5 Pro Tips For Using Reverb & Delays On Guitars

Greg Wurth

Greg Wurth is a Grammy Nominated, Gold & Platinum award winning producer, working as Manager and Chief Engineer at L.A.’s Mothership Studio and Patigonia Studio. His credits range from Steve Vai and Tony MacAlpine to Tracii Guns to Jim Florentine & Don Jamieson, 2Cellos and Mary J Blige. He has been Steve Vai’s Engineer for 10 years. A lot of his time is spent in the “Harmony Hut” studio in Encino, CA where they currently do all of Vai’s projects. Here he shares 5 tips for using reverb and delays on guitars.

Steve Vai Recording Session

1. Always record a DI track

If you are the type who likes to record guitars with effects in the chain it's a good idea to record a dry DI track for safety.  I have gotten a lot of tracks from people who commit effects to tape but then want the guitar to sound more present in the mix.  If you have a DI it's possible to re-amp it or add a guitar plugin so that you can blend in a dry take to balance with your wet track. If not then you're stuck.

2. Tempo

Sometimes it's tricky to get a reverb or delay to sit well in the mix.  For example if you have a delay on a guitar that is perfectly in sync to the tempo it's possible that it will be masked by other things in the mix. I find it useful to select delay times that are slightly out of the tempo of the track.  This way the effect will poke out in areas where there is space. For reverb it's a bit different and you may try to mess with the pre-delay for a similar result.  It takes a bit of tweaking to get it just right but it's a very useful trick for me.  Also it's very effective to pan the send in the same position as the source track so that it sits in it'd intend place.

3. Listen Pre-Fader

When I set up my effects sends on the console (or ITB) I always start with the sends set to pre fader.  I do this so that when I am dialing in a setting I can mute the source track and only listen to the wet signal that is being returned.  It's really helpful because this way you can hear exactly what the effect is doing.
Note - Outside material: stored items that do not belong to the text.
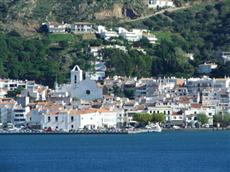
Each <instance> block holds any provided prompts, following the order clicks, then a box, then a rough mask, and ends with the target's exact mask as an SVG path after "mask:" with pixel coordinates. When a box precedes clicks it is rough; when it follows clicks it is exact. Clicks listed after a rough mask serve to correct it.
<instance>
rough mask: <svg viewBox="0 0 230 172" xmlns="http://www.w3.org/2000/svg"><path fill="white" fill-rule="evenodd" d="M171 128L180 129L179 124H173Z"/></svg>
mask: <svg viewBox="0 0 230 172" xmlns="http://www.w3.org/2000/svg"><path fill="white" fill-rule="evenodd" d="M172 128H173V129H174V130H179V129H181V128H180V127H179V126H176V125H174V126H173V127H172Z"/></svg>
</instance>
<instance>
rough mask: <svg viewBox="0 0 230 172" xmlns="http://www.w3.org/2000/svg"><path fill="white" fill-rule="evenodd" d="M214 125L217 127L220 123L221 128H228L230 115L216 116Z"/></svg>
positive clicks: (213, 116)
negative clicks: (227, 126) (225, 127)
mask: <svg viewBox="0 0 230 172" xmlns="http://www.w3.org/2000/svg"><path fill="white" fill-rule="evenodd" d="M213 123H214V125H217V123H219V124H220V125H221V127H227V126H229V125H230V114H228V113H225V114H220V113H219V114H216V115H214V116H213Z"/></svg>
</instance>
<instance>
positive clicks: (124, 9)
mask: <svg viewBox="0 0 230 172" xmlns="http://www.w3.org/2000/svg"><path fill="white" fill-rule="evenodd" d="M175 2H176V4H177V5H178V6H181V5H183V4H189V3H196V2H201V0H175ZM147 4H148V0H62V1H60V0H4V1H0V29H1V30H2V31H4V32H8V31H12V30H16V31H17V32H19V33H21V34H22V35H25V36H32V35H35V34H36V29H38V27H39V26H40V25H41V23H42V22H47V21H57V22H63V21H64V22H68V23H73V22H77V21H90V22H94V23H103V24H108V23H109V24H111V25H113V24H114V23H117V22H118V21H121V20H130V19H131V18H136V17H137V18H138V17H143V16H146V15H149V14H152V13H154V10H149V9H148V7H147ZM108 21H109V22H108Z"/></svg>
On guitars (and most everything) I like to roll off low end before hitting the reverb or delay so I usually insert and eq or filter to remove around 100-250 hz.  This way you aren'y emphasizing low end with the effects which can cause problems in the mix.  Also I like to eq and compress the effects so that when blended it sits well in the mix with out battle too much with other elements.  Once I am happy with the sound I remove it from pre fader and dial in the amount to taste.

Steve Vai Recording Session 2

4.  Wider Or Fatter

If you want to make a guitar track sound wider using a delay then try to adjust the delay time independantly on each side which gives you a "stereo" image that sounds very 3D.  Alternately if you want it to sound more mono than it's best to keep the delays matched on each side.  If you want to make the guitar track sound fatter I would use minimal repeats of the feedback for delay or low decay times on reverb.  For tracks that are slower in tempo or call for a more dramatic feel I like to use longer decay times for the reverb and also I add more feedback on delays so that it repeats longer.

5. Wet & Dry

My favorite trick for using reverb and delays on lead guitars (and Vocals)  allows you to keep it sounding upfront in the mix while still adding quite a bit of delay and reverb.  This is achieved by sending the track to a delay return then sending the delay return into a reverb. This way the reverb is only effecting the delayed track leaving the dry untouched.  The result is very fruitful b/c you'll find you can add a ton of reverb while still having that dry upfront sound that cuts through the mix.